Contrast / Speed Painting
Use self-shading Contrast paints over a light primer for a basecoat, shade, and highlight in one step.

Contrast paints (Citadel Contrast, Army Painter Speedpaints) are specially formulated to act as a basecoat, shade, and highlight in a single application. Applied over a white or light-colored primer, these translucent paints pool in the recesses (creating shadows) while leaving a lighter tint on raised areas (creating highlights). It's the fastest way to get a painted army on the table.
Best For
Recommended Paint Types
Step-by-Step
Prime your model white or a light bone color (like Wraithbone or Grey Seer).
Load a medium brush with Contrast paint — don't thin it.
Apply the paint to one area at a time (one arm, one leg, etc.).
Use enough paint to coat the area but not so much that it pools excessively.
Guide the paint into recesses with your brush tip.
If it pools too much on flat areas, wick it away with a clean damp brush.
Let each color dry before applying the next color to an adjacent area.
Pro Tips
Contrast paints work best over Wraithbone (warm tones) or Grey Seer (cool tones).
Don't go back over an area that's starting to dry — you'll get ugly tide marks.
You can mix Contrast paints with Contrast Medium to make them more subtle.

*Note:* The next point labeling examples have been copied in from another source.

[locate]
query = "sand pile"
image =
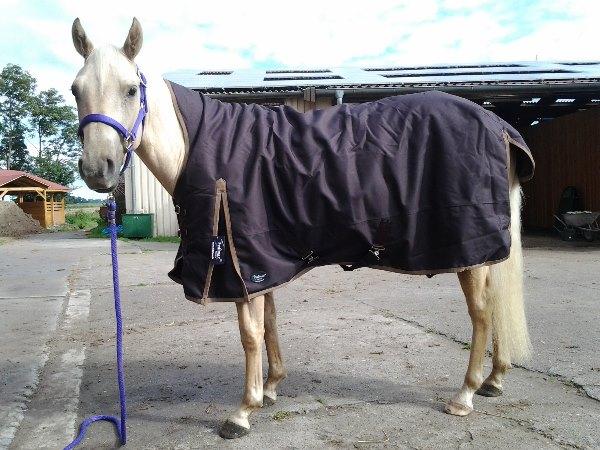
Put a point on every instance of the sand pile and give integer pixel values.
(14, 222)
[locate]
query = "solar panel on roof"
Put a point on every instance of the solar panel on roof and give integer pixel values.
(304, 77)
(399, 69)
(299, 71)
(479, 72)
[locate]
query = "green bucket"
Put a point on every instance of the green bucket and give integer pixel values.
(137, 225)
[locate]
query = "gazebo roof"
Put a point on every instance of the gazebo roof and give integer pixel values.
(18, 178)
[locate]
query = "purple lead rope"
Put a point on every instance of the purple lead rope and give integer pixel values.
(120, 424)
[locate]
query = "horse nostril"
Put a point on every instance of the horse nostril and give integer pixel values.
(110, 165)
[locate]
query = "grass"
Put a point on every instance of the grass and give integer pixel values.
(83, 219)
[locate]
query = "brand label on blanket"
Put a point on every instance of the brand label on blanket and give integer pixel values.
(258, 277)
(217, 250)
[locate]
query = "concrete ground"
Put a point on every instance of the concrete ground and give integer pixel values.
(371, 355)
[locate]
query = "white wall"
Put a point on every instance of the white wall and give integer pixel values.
(150, 197)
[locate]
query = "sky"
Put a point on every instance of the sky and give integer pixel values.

After the Contrast paint dries, you can edge highlight or drybrush for extra pop.
These paints are phenomenal on textured surfaces and terrible on flat panels.
Common Mistakes
Priming dark — Contrast paints need a light undercoat to work.
Going back over areas that are drying — this reactivates the paint and creates blotches.
Using on large flat surfaces (like vehicle panels) — they pool unevenly.
Applying too thick — use just enough to coat, not flood.